ABSTRACT

Jane McCrea was murdered by Indians near Glens Falls, New York on 27 July 1777. The unfortunate young woman was travelling to meet her fiancé David Jones, a loyalist officer in the British army of Major General John Burgoyne then advancing on New York from Canada. In one of those not uncommon quirks of history, Jane McCrea was soon transformed in the public imagination into a heroine of the American Revolution. The murder of this virginal maiden by the King’s “savage” allies appeared to confirm the charge in the Declaration of Independence that George III had encouraged ferocious tribes to take up the hatchet against his defenseless subjects.
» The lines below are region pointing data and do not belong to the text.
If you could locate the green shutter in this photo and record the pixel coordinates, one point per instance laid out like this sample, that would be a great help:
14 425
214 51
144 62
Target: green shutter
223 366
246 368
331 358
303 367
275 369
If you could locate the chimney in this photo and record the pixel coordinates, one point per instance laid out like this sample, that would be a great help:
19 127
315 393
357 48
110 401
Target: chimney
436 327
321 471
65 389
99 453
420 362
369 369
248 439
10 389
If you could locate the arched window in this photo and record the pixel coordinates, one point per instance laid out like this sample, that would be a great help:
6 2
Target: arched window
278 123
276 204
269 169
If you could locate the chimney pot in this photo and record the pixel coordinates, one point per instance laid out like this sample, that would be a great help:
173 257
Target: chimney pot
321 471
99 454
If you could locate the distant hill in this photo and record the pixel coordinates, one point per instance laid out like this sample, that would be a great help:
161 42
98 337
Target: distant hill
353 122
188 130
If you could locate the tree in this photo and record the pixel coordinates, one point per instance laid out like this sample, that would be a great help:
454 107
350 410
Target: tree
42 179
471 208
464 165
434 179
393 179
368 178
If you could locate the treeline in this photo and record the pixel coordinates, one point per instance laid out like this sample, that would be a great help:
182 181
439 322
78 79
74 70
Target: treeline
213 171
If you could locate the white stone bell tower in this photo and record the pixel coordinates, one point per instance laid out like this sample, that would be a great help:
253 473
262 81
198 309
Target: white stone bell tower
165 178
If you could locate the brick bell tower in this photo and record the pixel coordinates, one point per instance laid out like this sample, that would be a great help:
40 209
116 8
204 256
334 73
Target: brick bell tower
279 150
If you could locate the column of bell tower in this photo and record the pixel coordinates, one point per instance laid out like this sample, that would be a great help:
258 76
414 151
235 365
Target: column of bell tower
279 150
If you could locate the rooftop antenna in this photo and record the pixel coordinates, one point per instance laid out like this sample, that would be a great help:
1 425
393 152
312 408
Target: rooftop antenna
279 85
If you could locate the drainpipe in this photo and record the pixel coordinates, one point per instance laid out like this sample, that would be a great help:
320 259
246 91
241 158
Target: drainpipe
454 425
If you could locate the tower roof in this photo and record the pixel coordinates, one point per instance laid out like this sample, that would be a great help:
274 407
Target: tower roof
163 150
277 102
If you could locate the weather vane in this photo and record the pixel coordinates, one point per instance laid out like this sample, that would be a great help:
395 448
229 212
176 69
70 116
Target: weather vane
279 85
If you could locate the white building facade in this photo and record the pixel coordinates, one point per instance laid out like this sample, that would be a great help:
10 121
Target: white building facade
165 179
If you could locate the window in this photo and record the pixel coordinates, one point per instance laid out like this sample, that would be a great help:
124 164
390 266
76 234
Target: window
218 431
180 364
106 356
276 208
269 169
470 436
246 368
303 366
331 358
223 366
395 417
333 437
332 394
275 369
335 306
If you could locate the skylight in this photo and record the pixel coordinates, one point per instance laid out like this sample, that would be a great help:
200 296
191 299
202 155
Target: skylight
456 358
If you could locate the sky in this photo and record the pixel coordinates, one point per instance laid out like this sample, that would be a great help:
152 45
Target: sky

It could be claimed that a government which resorted to such barbaric practices had ceded legitimate authority. McCrea’s murder was a priceless gift to propagandists for the American cause and for British critics of government policy. The countryside was said to be roused against the invaders by news of this bloody act: “Thus an army poured forth by the woods, mountains and marshes…. The Americans recalled their courage; and when their regular army seemed to be entirely wasted, the spirit of the country produced a much greater and more formidable force.”1 In what became the legend of Jane McCrea, her death at the hands of her Indian escort fired a torch which incinerated Burgoyne’s army and the forces of Lieutenant Colonel Barry St Leger operating in the Mohawk Valley. Burgoyne’s defeat at Saratoga was of course the turning point of the war and the catalyst for the Franco-American alliance. Although she herself seems to have been a loyalist, McCrea’s sacrifice was the salvation of the American cause.